Son emploi est parfois suivi d’une amnésie transitoire rétrograde, en conséquence de quoi le patient ne se souvient pas ou peu de l’intervention.

La dose de médicaments étant moindre que dans l’anesthésie générale, le patient se réveille plus rapidement et retourne à son domicile quelques heures après l’acte, mais toujours accompagné.


Précautions à prendre

Une recherche d’allergie doit être effectuée lors de la consultation d’anesthésie. L’anesthésiste enquête sur les antécédents médicaux. Si le patient est sujet à une insuffisance respiratoire, le médecin doit le placer sous surveillance stricte, voire continue de l’oxygénation du sang avec un contrôle par un saturomètre.


Déroulement

- Une consultation d’anesthésie est légalement obligatoire avant de réaliser une neurolept-analgésie afin d’évalue l’état de santé et les contre-indications possibles.

- Dans les heures précédant l’intervention, une prémédication est administrée pour supprimer l’angoisse liée à l’attente et potentialiser l’effet de la neurolept-analgésie.

- Le patient doit être à jeun depuis six heures avant l’intervention.

- Au sein d’un bloc opératoire spécialisé pour ce type de protocole, le médecin anesthésiste réalisera un abord veineux en plaçant une perfusion dans le bras pour permettre d’injecter les médicaments.

- les médicaments (neuroleptiques ou benzodiazépines) associé à un analgésique morphinique puissant entraînent un assoupissement.

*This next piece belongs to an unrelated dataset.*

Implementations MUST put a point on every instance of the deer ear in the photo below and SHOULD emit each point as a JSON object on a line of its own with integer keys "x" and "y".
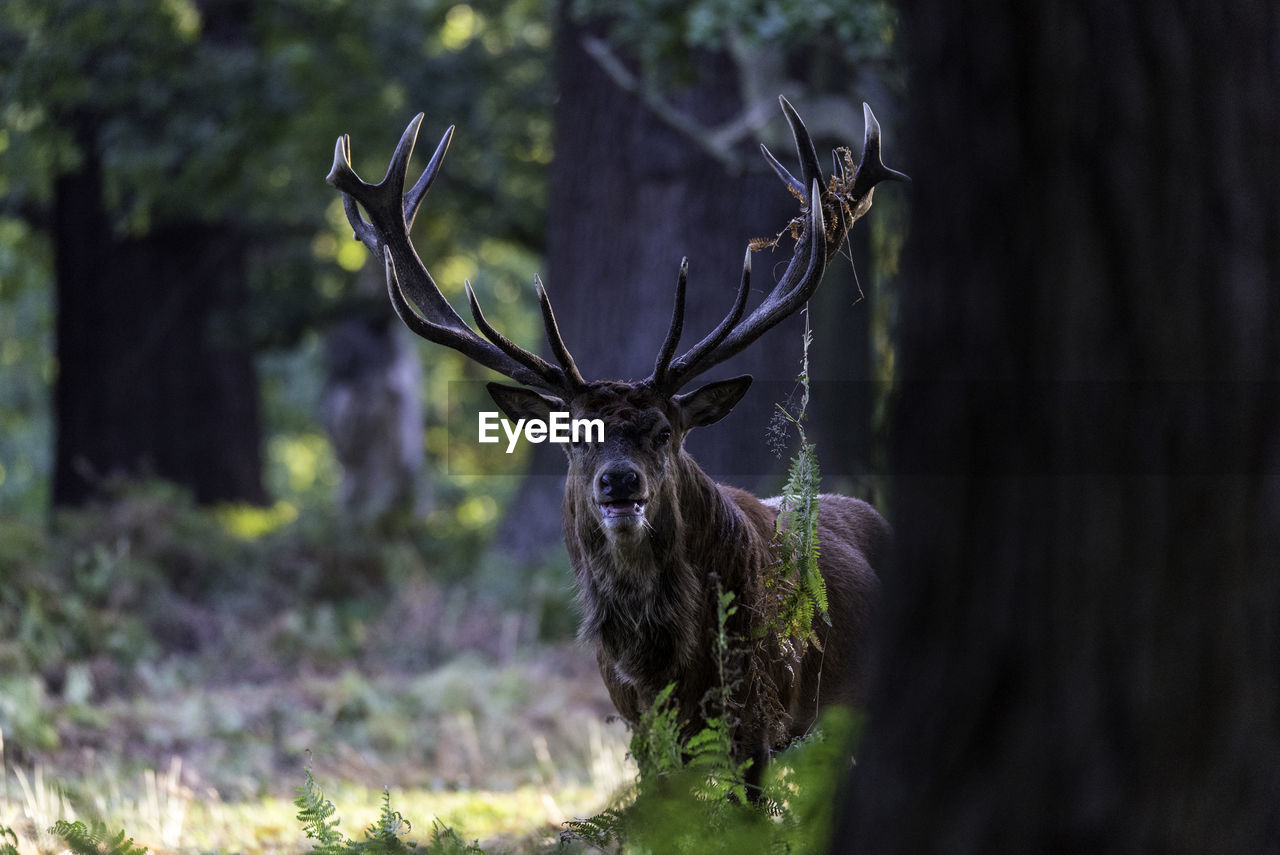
{"x": 712, "y": 402}
{"x": 524, "y": 403}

Pendant cette période le patient respire lentement, comme dans le sommeil. Un apport d’oxygène est inutile s’il n’y à pas d’apnées du sommeil.

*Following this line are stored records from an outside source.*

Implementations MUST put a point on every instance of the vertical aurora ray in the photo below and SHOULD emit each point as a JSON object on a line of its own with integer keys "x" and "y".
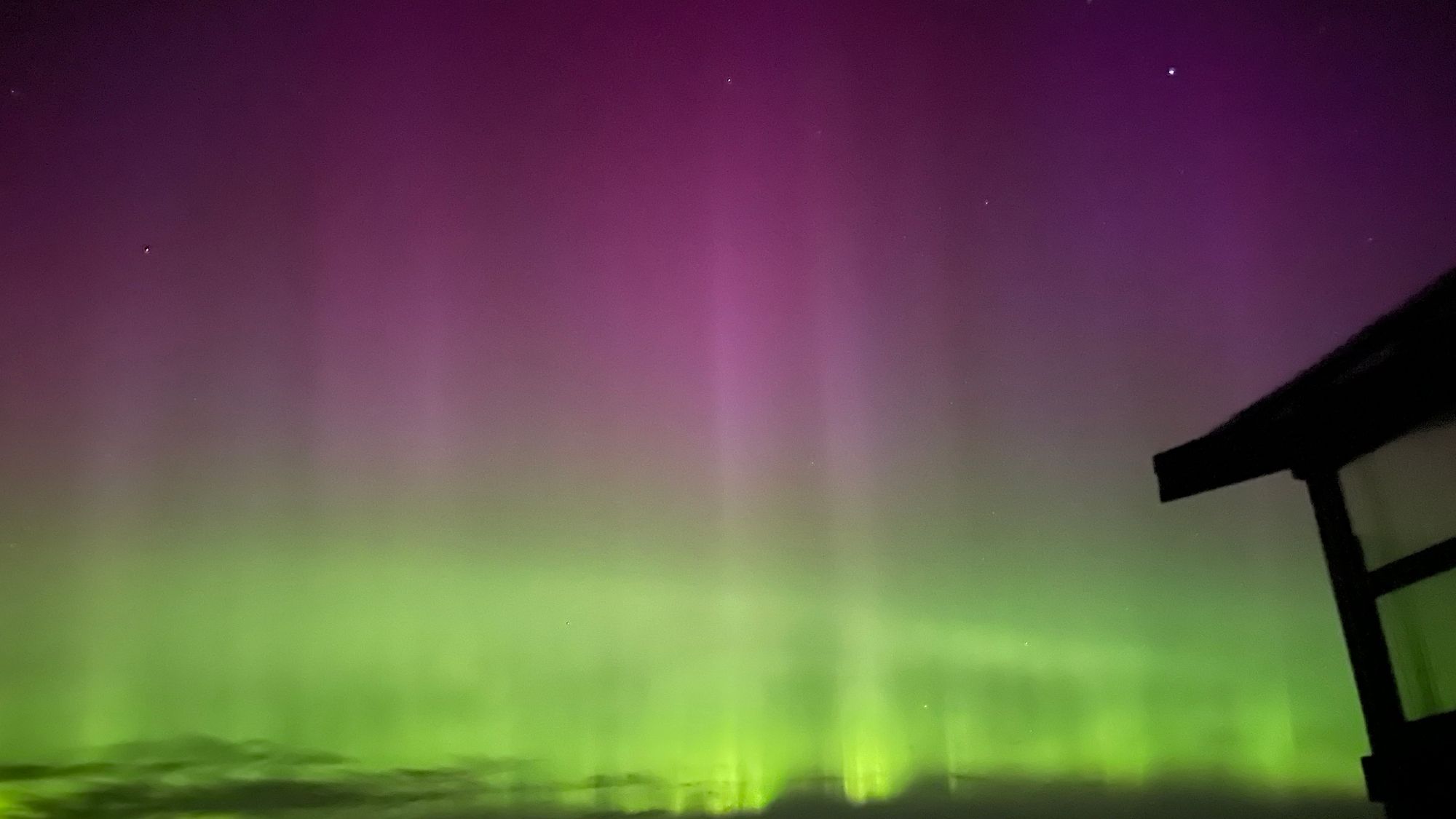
{"x": 684, "y": 419}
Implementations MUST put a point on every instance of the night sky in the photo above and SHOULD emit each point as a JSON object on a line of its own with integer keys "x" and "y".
{"x": 692, "y": 397}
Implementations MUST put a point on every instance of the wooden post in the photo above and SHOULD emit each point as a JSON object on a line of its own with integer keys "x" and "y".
{"x": 1365, "y": 637}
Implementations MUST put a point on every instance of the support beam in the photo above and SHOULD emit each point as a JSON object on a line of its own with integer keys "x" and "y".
{"x": 1415, "y": 567}
{"x": 1359, "y": 618}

Effets indésirables et contre indications

Du fait de la lente élimination du neuroleptique, il peut être responsable de somnolences après l'opération

Les autres contre-indications de la neurolept-analgésie sont la maladie de Parkinson, car cette technique risque d'en aggraver les symptômes ; le phéochromocytome (tumeur de la glande médullosurrénale), car la neurolept-analgésie peut provoquer dans ce cas une poussée d'hypertension artérielle ; enfin, l'hypovolémie (diminution du volume sanguin), car elle peut entraîner une baisse de la tension artérielle et de la fréquence cardiaque.